Capital Markets – Fixed Income Operations


Phoenix offers its clients full access to the national and international capital markets through fixed income transactions. The structured deals  designed and executed by Phoenix create  a banking “disintermediation” option so its clients can issue debt directly to institutional and accredited investor.



The main advantages include:

  • Raising longer term funds and resources tailored to each client’s cash flow needs and the maturity/payback of specific projects;
  • Lower cost as compared to traditional bank funding instruments and a better risk-reward ratio for both issuer and note holder;
  • Less impact on debt and equity, liquidity, and leverage ratios;
  • More leverage capacity as compared to ordinary bank loans, such as working capital loans, discount and overdraft accounts;
  • Higher visibility to the financial and investment communities by being a player in the capital markets, and taking the first steps towards an IPO.

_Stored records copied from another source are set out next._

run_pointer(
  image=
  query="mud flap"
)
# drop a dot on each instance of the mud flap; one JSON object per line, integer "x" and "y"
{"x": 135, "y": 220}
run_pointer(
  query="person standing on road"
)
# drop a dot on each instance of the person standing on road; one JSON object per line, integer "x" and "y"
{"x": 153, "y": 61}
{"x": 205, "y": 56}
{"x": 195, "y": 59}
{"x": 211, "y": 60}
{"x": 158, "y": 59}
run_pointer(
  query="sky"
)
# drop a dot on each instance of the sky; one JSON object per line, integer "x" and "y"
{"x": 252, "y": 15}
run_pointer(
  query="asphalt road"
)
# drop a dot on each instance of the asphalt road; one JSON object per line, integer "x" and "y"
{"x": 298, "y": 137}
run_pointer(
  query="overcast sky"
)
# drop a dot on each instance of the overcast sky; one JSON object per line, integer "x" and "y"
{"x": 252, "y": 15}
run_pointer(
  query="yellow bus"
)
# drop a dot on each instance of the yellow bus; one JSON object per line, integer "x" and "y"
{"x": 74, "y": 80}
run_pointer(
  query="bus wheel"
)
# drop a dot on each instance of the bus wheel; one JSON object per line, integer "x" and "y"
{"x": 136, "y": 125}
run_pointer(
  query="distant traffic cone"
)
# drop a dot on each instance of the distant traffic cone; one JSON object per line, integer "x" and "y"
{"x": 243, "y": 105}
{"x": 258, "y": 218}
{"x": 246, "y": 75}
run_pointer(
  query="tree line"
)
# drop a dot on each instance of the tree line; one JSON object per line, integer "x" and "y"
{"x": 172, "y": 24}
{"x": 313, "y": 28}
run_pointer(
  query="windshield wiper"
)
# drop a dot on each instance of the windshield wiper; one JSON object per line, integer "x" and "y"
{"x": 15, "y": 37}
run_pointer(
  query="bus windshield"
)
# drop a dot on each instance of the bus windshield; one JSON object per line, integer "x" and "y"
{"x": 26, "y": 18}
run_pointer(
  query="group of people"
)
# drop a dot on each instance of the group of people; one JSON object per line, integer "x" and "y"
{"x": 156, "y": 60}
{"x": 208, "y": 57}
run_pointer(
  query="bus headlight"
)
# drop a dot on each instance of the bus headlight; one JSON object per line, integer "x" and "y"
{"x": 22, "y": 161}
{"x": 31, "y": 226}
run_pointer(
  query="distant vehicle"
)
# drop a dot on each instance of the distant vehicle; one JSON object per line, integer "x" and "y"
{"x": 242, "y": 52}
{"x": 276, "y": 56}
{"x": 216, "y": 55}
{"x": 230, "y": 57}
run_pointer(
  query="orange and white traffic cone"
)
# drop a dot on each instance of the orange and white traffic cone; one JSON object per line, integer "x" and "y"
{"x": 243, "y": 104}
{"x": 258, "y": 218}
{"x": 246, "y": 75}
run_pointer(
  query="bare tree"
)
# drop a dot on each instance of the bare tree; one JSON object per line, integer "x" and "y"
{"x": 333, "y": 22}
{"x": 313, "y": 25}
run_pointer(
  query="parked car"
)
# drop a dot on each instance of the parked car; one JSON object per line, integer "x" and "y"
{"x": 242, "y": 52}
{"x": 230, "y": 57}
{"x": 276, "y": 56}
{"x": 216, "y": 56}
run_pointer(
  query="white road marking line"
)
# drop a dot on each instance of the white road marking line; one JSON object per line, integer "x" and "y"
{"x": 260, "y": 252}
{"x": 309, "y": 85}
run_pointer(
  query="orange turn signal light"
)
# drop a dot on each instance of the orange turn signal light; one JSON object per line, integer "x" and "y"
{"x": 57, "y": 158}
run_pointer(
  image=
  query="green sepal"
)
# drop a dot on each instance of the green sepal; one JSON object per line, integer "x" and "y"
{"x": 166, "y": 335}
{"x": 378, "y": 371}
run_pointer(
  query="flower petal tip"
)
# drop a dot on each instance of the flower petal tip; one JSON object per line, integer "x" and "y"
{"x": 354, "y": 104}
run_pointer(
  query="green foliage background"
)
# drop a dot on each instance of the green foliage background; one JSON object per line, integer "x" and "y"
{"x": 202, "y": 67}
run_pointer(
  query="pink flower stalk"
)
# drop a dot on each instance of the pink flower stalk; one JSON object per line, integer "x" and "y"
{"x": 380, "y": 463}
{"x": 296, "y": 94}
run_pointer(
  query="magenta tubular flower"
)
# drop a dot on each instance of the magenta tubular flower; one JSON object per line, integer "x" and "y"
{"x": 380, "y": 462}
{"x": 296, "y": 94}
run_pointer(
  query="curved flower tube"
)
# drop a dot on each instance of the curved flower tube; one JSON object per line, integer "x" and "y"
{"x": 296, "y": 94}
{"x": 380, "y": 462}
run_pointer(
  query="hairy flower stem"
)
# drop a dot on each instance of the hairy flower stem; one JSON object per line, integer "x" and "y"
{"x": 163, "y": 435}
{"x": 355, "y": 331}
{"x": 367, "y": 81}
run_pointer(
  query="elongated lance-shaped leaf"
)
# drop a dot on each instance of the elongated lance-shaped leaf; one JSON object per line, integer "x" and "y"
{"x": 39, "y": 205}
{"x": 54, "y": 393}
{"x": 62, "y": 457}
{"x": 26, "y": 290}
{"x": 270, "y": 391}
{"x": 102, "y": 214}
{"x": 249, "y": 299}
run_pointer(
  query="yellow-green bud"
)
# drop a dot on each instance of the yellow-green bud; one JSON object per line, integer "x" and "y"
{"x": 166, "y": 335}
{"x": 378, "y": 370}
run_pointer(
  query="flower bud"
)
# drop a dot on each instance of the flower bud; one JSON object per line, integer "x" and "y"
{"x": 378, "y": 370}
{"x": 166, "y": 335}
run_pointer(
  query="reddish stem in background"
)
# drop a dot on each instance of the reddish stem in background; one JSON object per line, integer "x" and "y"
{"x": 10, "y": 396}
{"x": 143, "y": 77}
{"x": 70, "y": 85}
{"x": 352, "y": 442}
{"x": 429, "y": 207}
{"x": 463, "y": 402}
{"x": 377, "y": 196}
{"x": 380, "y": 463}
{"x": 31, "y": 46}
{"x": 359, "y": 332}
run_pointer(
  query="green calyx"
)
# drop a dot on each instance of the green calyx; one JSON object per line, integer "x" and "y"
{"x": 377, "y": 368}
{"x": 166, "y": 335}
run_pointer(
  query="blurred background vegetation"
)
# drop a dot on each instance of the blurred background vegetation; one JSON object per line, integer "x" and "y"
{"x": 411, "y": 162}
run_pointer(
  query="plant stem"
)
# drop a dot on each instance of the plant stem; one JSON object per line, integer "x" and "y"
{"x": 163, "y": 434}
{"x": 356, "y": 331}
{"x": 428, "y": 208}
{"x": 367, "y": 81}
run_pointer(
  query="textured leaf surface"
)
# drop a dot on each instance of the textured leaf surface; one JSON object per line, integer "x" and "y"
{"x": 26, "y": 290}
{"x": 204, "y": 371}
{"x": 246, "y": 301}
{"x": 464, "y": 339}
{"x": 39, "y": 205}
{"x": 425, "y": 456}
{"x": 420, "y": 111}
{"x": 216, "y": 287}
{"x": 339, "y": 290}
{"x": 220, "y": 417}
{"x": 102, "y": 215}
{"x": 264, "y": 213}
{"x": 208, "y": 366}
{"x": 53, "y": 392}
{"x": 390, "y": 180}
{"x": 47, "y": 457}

Some of the main fixed income operations structured by Phoenix include:

  • CBN – Credit Banking Notes or Credit Linked Notes: Credit Banking Notes are corporate bonds that allow companies to raise funds in the capital markets using part of their receivable portfolio and other assets eligible to be pledged in guarantee.
  • FIDC – Closed and End Funds Backed by Certain Receivables Portfolio: In this modality, a fund is created for a determined tenure and amount with a specific purpose to buy rights of credit (receivables) originated by an operational activity of a company or a group of companies. Ideal for companies that intend to “securitize” part of their receivable portfolios and provide a stable inflow of funds to their cash flow.
  • Debentures: Most traditional underlying financing instrument that allows companies to raise funds in the capital market, applied mostly to public companies.
  • Notes Backed by a Rent Agreement and Granted by Fixed Assets – Real Estate: Note repayment is backed up by a real estate lease/rent agreement and the real estate property. Ideal for companies that want to raise funds using its real estate or for “de-immobilization” purposes (built-to-suit).
  • ECN – Export Credit Note: Notes created to fund exports as an alternatively to trade finance operations. This type of financing carries the same benefits as trade finance lines of credit and are ideal for Brazilian exporters who want longer term pre-shipment financing.



Through its capital markets team, Phoenix works in close coordination with its clients from the origination, to the structuring/modeling and final distribution of the notes. Phoenix’s Capital Markets – Fixed Income Operations area offers yet many others financing instruments and alternatives (local and international), that can also be specially designed to match its clients’ needs and demands.